Secondly, the preparedness of your AI partner and associated solutions will not make up for enterprises not having the proper data and research to back up their project. It is essential to get granular on desired key performance indicators and outcomes, asking which parts of the customer experience would benefit most from AI. This will vary from one company and industry to the next. In all cases, if this background work hasn't been done yet, now is the time to start.


There is still a practical ceiling to AI's use. Most systems can handle answers to straightforward questions, rather than holding complex conversations. Lack of purpose and realism in adopting AI is like a car trip with no destination — not only going nowhere, but also depleting your fuel or battery. It's critical to consider these tools a valuable partner, but not a replacement.

Empowering Confident, Adaptable Field Teams With AI

Cultivating the "workers of the future" is a frequent AI goal. In my career, I've had the chance to work with field service groups who used the technology to transform their culture from a skills-based "do what you were trained for" organization to one where everyone can succeed. The impact on teams is fantastic, and the service delivered drastically improved.


These groups grasped one lesson in particular that separated their experiences from the majority of enterprises for whom AI projects failed. The most important lesson — for both new users and those who stumbled post-implementation — was to critically evaluate how well their teams were trained to work with the technology. For example, Gartner suggests that, for 56% of companies, concern over staff skill with AI is a major impediment to effective adoption.

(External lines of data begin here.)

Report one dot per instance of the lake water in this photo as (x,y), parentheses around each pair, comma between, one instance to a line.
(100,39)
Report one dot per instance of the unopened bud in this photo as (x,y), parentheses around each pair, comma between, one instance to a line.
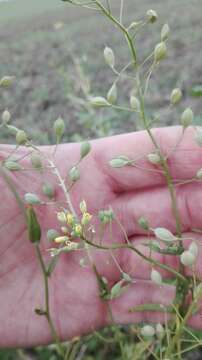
(52,234)
(48,190)
(85,149)
(109,56)
(74,174)
(32,199)
(152,16)
(112,94)
(21,137)
(187,117)
(156,277)
(165,32)
(164,235)
(6,81)
(175,96)
(154,158)
(134,103)
(160,52)
(187,258)
(6,116)
(99,101)
(143,223)
(148,331)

Your company's goal should not be to work "alongside" AI or for workers and technology to coexist in separate silos. The most successful adopters consider it to be another member of the team, one who does what humans don't want to, but one that must also be trained and molded to fit into daily operations and work toward overarching goals.

Digital Transformation Remains Human-Centered

Apprehension frequently precedes digital tool adoption. Businesses fear a lack of receptiveness by customers and teams fretting over a lost personal touch, concerned that only the young or tech-savvy will feel comfortable with a virtual service tool, or that resistance by teams will hinder their efforts.


However, these benefits respond to an ongoing revolution in service by channeling technology's strengths into human goals. Wisely balanced AI-human solutions are the most innovative way to satisfy more exacting expectations for both customers and the workers who serve them, ensuring companies can remain at the cutting edge no matter how quickly shifts occur in their industries and around the world.